Au 13 mai 2026, les données de marché Gate indiquent un prix du TIA à 0,4915 $, en hausse de 10,00 % sur 24 heures, 26,88 % sur 7 jours et 55,69 % sur 30 jours. L’offre totale s’élève à 1,166 milliard, avec une capitalisation d’environ 450 millions de dollars et un volume d’échange sur 24 heures de 10,0253 millions de dollars. Le sentiment de marché reste neutre. Le TIA a entamé sa reprise depuis environ 0,3 $ à la mi-avril 2026, mais affiche toujours une baisse de 85,15 % par rapport à l’année précédente. La tension entre ce niveau de prix et le taux de pénétration de Celestia dans la couche infrastructure constitue le point de départ analytique de cet article.
La valeur stratégique de la couche de disponibilité des données poursuit sa hausse
Depuis la mise à jour Dencun d’Ethereum en 2024 avec l’introduction de l’EIP-4844, les coûts de publication des données L2 ont chuté de plus de 90 %, alimentant une croissance explosive de l’écosystème rollup. Cependant, cette mise à jour n’a pas résolu une contradiction plus profonde : la capacité de blobs sur l’Ethereum L1 reste limitée. À mesure que le nombre de L2 augmente et que le volume de transactions par chaîne progresse, cette contrainte devient un goulot d’étranglement, ouvrant la voie aux couches de disponibilité des données tierces.

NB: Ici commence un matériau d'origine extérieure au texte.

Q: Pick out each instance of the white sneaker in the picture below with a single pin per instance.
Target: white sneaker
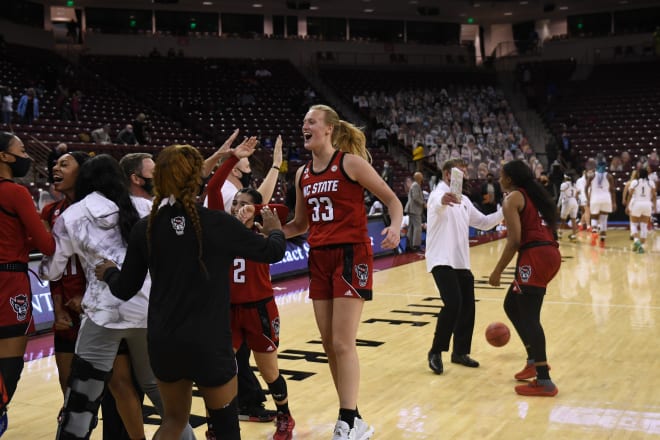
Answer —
(343, 431)
(362, 429)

Celestia répond précisément à ce besoin. Au premier trimestre 2026, Celestia annonce une part de marché supérieure à 50 % dans la disponibilité des données, avec plus de 56 rollups intégrés à sa couche DA, dont 37 ont finalisé leur déploiement sur le réseau principal. Les frameworks rollup majeurs tels qu’Arbitrum Orbit, OP Stack et Polygon CDK ont tous intégré Celestia, permettant aux développeurs de choisir Celestia comme couche de disponibilité des données au sein de ces frameworks. Cela forme une stack technologique modulaire flexible : "couche d’exécution + couche de disponibilité des données + couche de règlement". Sur la même période, le réseau principal de Celestia a lancé la mise à jour Matcha, augmentant la taille des blocs de 8 Mo à 128 Mo, multipliant le débit réseau par 16 et réduisant l’inflation de 8 % à 2,5 %.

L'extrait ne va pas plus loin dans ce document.